I guess I have to accept that under normal circumstances I am now entering the time of my life when my previous generation start to fade away. Unless you are unfortunate to have been inflicted by the pain of war, a violent society, flukes or natural disasters of other kind midlife is the time for one to accept the growing reduction in the family photo shoot and the changing dynamics this has on everyone.
My ex-wife’s family were quite close and her father was put on a pedestal as the leader of the family. When he died the change in the family for all was quite dramatic purely because of his absence. He was a well educated and quite experienced, although old fashioned and Victorian in outlook. Yet his opinion and the direction he asserted on his children kept him in their thoughts, like a small character looking on at everything they did well after he had gone.

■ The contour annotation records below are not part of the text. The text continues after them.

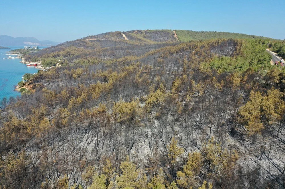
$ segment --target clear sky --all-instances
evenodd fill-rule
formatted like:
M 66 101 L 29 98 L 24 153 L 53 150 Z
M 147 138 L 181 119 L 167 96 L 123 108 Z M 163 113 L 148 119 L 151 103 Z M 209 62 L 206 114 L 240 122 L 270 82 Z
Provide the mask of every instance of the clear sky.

From a psychodynamic / Freudian point of view this was a superego that had given the family their rules of life and will continue to be that reference they will use for the rest of their lives.
When my ex wife’s mother died I begun to see a change in my wife. She went off the rails, had an affair and rejected me and the children, but apart from that, her personality changed. She seemed to move back to what was safe, the nature and personality of her mother seemed to be where she wanted to be. She is now more ‘prim and proper’ and asserts her children with victorian-like table manners they were not used to growing up in a more relaxed environment.

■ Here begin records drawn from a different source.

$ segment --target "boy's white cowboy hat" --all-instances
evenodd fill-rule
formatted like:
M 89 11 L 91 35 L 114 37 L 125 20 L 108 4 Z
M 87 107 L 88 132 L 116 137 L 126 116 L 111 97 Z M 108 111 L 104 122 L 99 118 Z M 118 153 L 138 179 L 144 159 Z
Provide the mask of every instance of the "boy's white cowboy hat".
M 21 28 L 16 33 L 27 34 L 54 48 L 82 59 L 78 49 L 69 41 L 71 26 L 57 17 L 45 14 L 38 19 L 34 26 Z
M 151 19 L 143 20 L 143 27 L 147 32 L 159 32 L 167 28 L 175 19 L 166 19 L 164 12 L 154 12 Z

The change in her has been profound and permanent. I guess the safe-ness of the ways of her parents was a place to go when she was for the first time realising her actions were triggering others to make choices that she might not be able to control. The safeness of a victorian attitude, blinkered and stiff, enables her to make logic of her actions and the darkness that she knows full well she has forced onto her children.
But I feel it is only a plaster stuck over emotions that one day may have to be returned to. The plaster seems to be firmly in place. She rejected the thought of sitting in front of a counsellor to talk about her feelings of rejecting the children saying, “I only need my clairvoyant to guide me”, dangerously leaving someone else in charge of her direction and destiny as opposed to herself.

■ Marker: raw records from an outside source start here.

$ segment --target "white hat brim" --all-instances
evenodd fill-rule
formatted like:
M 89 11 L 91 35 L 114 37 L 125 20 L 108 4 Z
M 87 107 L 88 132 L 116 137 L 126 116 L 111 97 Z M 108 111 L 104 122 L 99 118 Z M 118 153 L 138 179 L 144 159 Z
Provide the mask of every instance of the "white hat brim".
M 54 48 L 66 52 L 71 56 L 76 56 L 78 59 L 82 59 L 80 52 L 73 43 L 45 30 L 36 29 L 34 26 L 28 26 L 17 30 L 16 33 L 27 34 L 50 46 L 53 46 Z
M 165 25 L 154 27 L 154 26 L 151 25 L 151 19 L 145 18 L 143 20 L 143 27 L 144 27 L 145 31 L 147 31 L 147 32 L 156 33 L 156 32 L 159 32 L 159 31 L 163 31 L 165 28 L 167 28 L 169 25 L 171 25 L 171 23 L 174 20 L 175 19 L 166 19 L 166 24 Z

She recently asked to have a change in the sleep over rota for the children to visit her. Ever since she left the house she has stuck by her rule that she can only take one child at a time (unless her partner is not there) and that the dogs (she has created a collection of dogs, almost to replace her children) hold her back from being able to support her children with after school events such as Ballet, Gymnastics and other dance sports activities.
A thin excuse is all she needs but some honest truth is what would help her understand how much she fails her children by only deciding what she is capable of doing and using the price of petrol and the needs of her (and her partner’s) dogs as good reasons why she can not and will not support the children’s activities.